Dans un froid glacial, une longue file d’attente s’étirait devant le Kiff – scan de certificats oblige. Heureusement elle progresse rapidement et une fois les vestes déposées dans le vestiaire qui donne à l’extérieur (de sorte à ce qu’on chope tous la crève en t-shirts par -5°C en attendant notre tour devant le guichet), on s’engouffre avec impatience dans le temple argovien du rock pour gravir les deux escaliers qui séparent le rez de la salle de concerts.
La vue de l’affluence serrée qui a fait le déplacement donne chaud au coeur. Quelques masques sanitaires ici et là nous rappellent la morosité des temps que nous traversons, sans que ça ne parvienne à entacher l’ambiance, dont les fondations sont posées avec un bel enthousiasme par le duo de Norvégiens Aiming for Enrike. « Un clin d’oeil à l’inénarrable organisateur des soirées metal du Nouveau Monde? » se turlupineront les Fribourgeois un instant, avant de se raviser devant la dubitabilité de la référence. N’empêche, le parallèle invraisemblable aurait vu sa pertinence prolongée par la bonne humeur communicative du groupe instrumental, qui doit malheureusement faire face à un salle un peu morne parce qu’elle est là pour Leprous hein, faut pas croire. Fringués comme deux gendres idéaux, les Norvégiens élargissent leur base guitare-batteries en jouant avec une armada de pédales qui occupe la moitié de la scène pour produire effets et loops en tout genre, piochant allègrement dans un éventail de genres qui ratisse du djent au rock en passant par la new wave et le jazz. Ils réaffirment leur inventivité à chaque chanson dans l’espoir de récolter l’adhésion d’une audience hélas un peu plus occupée à commenter les dernières mesures sanitaires qu’à suivre ce qui se passe sur scène. Dommage, parce que le duo fait office de première partie idéale, avec une immédiateté qui ne se trouve pas dans le mimétisme.
Car c’est un peu là le défaut de la deuxième partie Wheel, au-dessus duquel plane le spectre de Tool, lequel hantait déjà les albums studio parcourus avant le concert. Ils ne se cachent pas de l’influence puisqu’ils auraient affiché sur leur site la citation suivante (de leur bouche donc): « Pendant qu’on attendait le prochain album de Tool, on s’est dit qu’on allait simplement composer ce qu’on avait envie d’entendre! » Mais peut-on parler d’influences, lorsque la formule est décalquée de manière aussi scolaire? Le jeu tout au long du set sera celui des sept différences, et si on relèvera bien, du côté de la voix, un lyrisme pas toujours maîtrisé et une puissance plafonnant loin en-dessous de celle Maynard, on ne peut pas dire que ça nous amène à un bilan positif. Tout l’exercice paraît un peu vain et laisse le goût périssable d’un cover band…

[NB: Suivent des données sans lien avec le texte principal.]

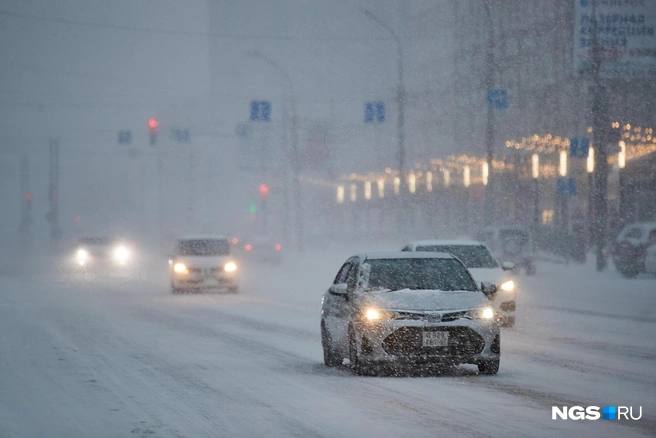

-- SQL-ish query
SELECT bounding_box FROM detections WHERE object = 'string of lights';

[321,121,656,204]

Enfin Leprous! Dernier concert de cette tournée européenne chaotique sans cesse en sursis! On verra d’emblée à la réaction du public qu’il était là pour eux, tant il se tasse et se compresse devant la scène où apparaissent les membres en plusieurs temps, mettant à profit une longue intro mystérieuse aux claviers. Démarrant leur show en tempête avec d’antiques chansons issues de démos qui ne boudaient pas les growls, ils nous font presque regretter le virage pris avec Malina où ils renoncèrent définitivement aux chants éraillés lorsqu’ils les abandonnent de même sur scène au fur et à mesure que le concert avance. En effet, leur show opte ensuite pour un déroulement chronologique: album après album, le groupe retient deux chansons qu’il offre en pâture à un public dont l’énergie atteint deux pics sur les titres ‘The Price’ (tiré de l’album The Congregation) et ‘From the Flame’ (du susmentionné Malina). Une sélection de morceaux un peu mécanique qui laisse peu de places aux surprises et qui divisera les opinions: d’un côté, on est un peu soulagés de se voir épargné la formule promotionnelle qui tartine le dernier album en date et coince trois tubes surle rappel, de l’autre on a l’impression de se voir servir une setlist préparée par un algorithme. Il en faudra davantage pour ne pas conclure à un succès de bout en bout, convainquant, s’il en était besoin, que Leprous est de ces groupes à l’aise aussi bien sur scène qu’en studio.